Le cartel de la drogue dicte sa loi

Le cartel de la drogue dicte sa loi

Le Maroc refuse de collaborer avec les partenaires internationaux pour faire la lumière sur l’état de la culture de cannabis sur son territoire.

Certains historiens, un peu trop conciliants avec le régime marocain, défendent la thèse du caractère ancestral de la culture du cannabis au Maroc. Les agriculteurs de la région du Rif pratiquent cette activité, dit-on, depuis plusieurs siècles. Cette approche plutôt «romantique» ne parvient pas à occulter la dure réalité d’un pays livré à un trafic d’une ampleur telle qu’il n’est pas interdit de penser à des collusions entre la sphère maffieuse et la sphère politique, voire sécuritaire. Et pour cause, les quantités astronomiques sont produites sur des dizaines de milliers d’hectares. Le Maroc ne reconnaissant que 47.000, alors que des organismes internationaux avancent des chiffres au moins deux fois plus importants.

Les «experts» proches du Palais royal parlent d’«activité économique qui s’est très largement développée au cours des deux dernières décennies». Et pour meubler le propos, on évoque le maintien d’ «un certain statu quo socio-économique et politique». En réalité, c’est un euphémisme pour qualifier une situation désastreuse où l’Etat marocain est totalement soumis au diktat des barons de la drogue.

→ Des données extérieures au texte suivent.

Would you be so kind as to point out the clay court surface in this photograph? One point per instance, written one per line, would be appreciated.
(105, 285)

Il faut bien souligner que les petits agriculteurs du Rif n’ont aucune espèce de pouvoir sur Rabat. Ils sont eux-mêmes victimes d’un cartel dont les ramifications dans les travers du système marocain et même européen sont insoupçonnables. Cette image du Maroc, très proche de la réalité, explique l’état de la production de la drogue et son commerce. En effet, on n’en est pas à quelques kilogrammes qui circuleraient à dos d’âne ou sous le manteau pour atterrir dans les poches de quelques «fils de…». Cette époque est révolue. Les tenants du trafic de drogue au Maroc sont passés au stade industriel, jusqu’à «démocratiser» la consommation du kif dans toute la région du Maghreb et en Europe. Peut-on raisonnablement parler d’«économie» et de «statu quo socio-économique et politique», à la lumière des saisies réalisées quotidiennement par les services de sécurité algériens à la frontière avec le Maroc? Il faut bien retenir que si tel était le cas, cela aurait été catastrophique pour le royaume. Or, le Maroc ne semble pas en souffrir. Il n’y a qu’une explication à cet état de fait, celle de dire que les trafiquants de drogue marocains ont intégré la donne des saisies d’une partie de leur produit en Algérie. C’est-à-dire que les quantités effectivement produites sont tellement énormes que ce qui tombe dans les filets des services algériens de sécurité relèvent des miettes.

LG Algérie

Peut-on penser un seul instant que des criminels qui disposent d’une telle puissance financière n’en usent pas pour acheter le silence, voire la complicité de centres de décision marocains? Pour nombre d’observateurs, la question ne se pose même pas. Ils en ont pour preuve, l’absence totale d’activité de police sérieuse autour de ce trafic. Pas d’arrestation de gros bonnets, pas de campagne d’arrachage de plants de cannabis. Il y a épisodiquement des saisies, mais c’est très loin de convaincre les plus convaincus parmi les amis du royaume. Dire que le cartel opère en terre conquise et qu’il dispose d’un lobby très influent qui parvient à s’assurer le silence des autorités marocaines et même de certains centres de décision à l’échelle de l’Europe, ne fait aucun doute. Sinon comment expliquer que le Maroc refuse de collaborer avec les partenaires internationaux pour faire la lumière sur l’état de la culture de cannabis sur son territoire, sans que l’on en fasse un scandale? «Depuis 2005, le Maroc ne se montre plus très disposé à coopérer avec l’Onudc (Office des Nations unies contre la drogue et le crime) pour ouvrir des enquêtes permettant de faire l’état des lieux sur la culture de cannabis dans le pays. Les chiffres annoncés depuis, ne proviennent que des données des services de l’administration nationale. Même en 2010, le royaume s’est rétracté alors qu’il s’était déjà engagé avec l’organisme des Nations unies pour mener une nouvelle enquête.» Ces remarques contenues dans un rapport officiel font ressortir que le royaume, qui a pourtant bénéficié d’un programme européen destiné à lutter contre la culture du cannabis, est dans une logique diamétralement opposée. Il reste à savoir quelle responsablité ont les cartels marocains de la drogue dans le financement et le développement.